The end of the
Hugging Face Quick Tour guide has a section on how to Train with Tensorflow. The code amounts to:
# Load a data set
from datasets import load_dataset
dataset = load_dataset("rotten_tomatoes")
# Load a classifier
from transformers import TFAutoModelForSequenceClassification
model = TFAutoModelForSequenceClassification.from_pretrained("distilbert-base-uncased")
# Load the corresponding tokenizer
from transformers import AutoTokenizer
tokenizer = AutoTokenizer.from_pretrained("distilbert-base-uncased")
# Apply the tokenizer over the data set
def tokenize_dataset(dataset):
return tokenizer(dataset["text"])
dataset = dataset.map(tokenize_dataset)
# Prepare the data set for use
tf_dataset = model.prepare_tf_dataset(
dataset, batch_size=16, shuffle=True, tokenizer=tokenizer
)
from tensorflow.keras.optimizers import Adam
model.compile(optimizer=Adam(3e-5))
model.fit(dataset)
The final line - preparing the dataset:
tf_dataset = model.prepare_tf_dataset(dataset, ...
throws the error:
TypeError: Dataset argument should be a datasets.Dataset!
Research Effort
The only mention of this exception anywhere on the Internet is in the
Hugging Face github source:
if not isinstance(dataset, datasets.Dataset):
raise TypeError("Dataset argument should be a datasets.Dataset!")
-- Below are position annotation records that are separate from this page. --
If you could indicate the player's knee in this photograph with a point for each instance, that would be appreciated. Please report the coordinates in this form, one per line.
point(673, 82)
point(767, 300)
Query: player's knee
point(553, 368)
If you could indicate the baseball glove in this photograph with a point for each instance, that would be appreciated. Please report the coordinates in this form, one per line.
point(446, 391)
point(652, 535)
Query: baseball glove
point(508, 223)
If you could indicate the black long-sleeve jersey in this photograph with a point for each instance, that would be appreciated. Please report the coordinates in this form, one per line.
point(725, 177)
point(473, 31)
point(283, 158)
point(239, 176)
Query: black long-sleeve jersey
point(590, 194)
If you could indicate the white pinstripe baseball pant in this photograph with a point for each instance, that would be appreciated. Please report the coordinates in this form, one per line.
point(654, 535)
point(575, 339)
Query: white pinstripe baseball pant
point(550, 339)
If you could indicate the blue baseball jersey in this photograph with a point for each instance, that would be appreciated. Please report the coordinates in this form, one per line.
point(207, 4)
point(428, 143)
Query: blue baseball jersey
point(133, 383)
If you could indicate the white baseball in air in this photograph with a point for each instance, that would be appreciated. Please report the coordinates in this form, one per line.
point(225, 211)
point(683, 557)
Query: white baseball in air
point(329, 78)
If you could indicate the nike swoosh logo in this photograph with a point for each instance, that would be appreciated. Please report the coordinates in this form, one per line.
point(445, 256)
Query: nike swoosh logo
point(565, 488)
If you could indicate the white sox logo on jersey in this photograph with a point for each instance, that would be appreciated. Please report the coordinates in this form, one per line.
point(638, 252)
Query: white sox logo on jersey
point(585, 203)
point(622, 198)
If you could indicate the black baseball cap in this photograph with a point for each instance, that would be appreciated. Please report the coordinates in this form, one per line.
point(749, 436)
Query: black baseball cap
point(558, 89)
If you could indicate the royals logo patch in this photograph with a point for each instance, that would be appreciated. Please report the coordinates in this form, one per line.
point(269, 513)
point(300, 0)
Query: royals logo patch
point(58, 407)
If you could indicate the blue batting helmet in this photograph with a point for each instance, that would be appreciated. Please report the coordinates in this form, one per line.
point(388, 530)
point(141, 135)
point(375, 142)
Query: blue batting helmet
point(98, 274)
So what am i doing wrong? Or, alternatively, what do i have to do differently.
Bonus Chatter
I tried looking at the TFAutoModelForSequenceClassification.from_pretrained documentation says that it will return a TFDistilBertForSequenceClassification class.
I wanted to try to figure out what kind of type that the method supports, but the documentation for TFDistilBertForSequenceClassification doesn’t include any documentation of the methods (e.g. no compile, fit, prepare_tf_dataset).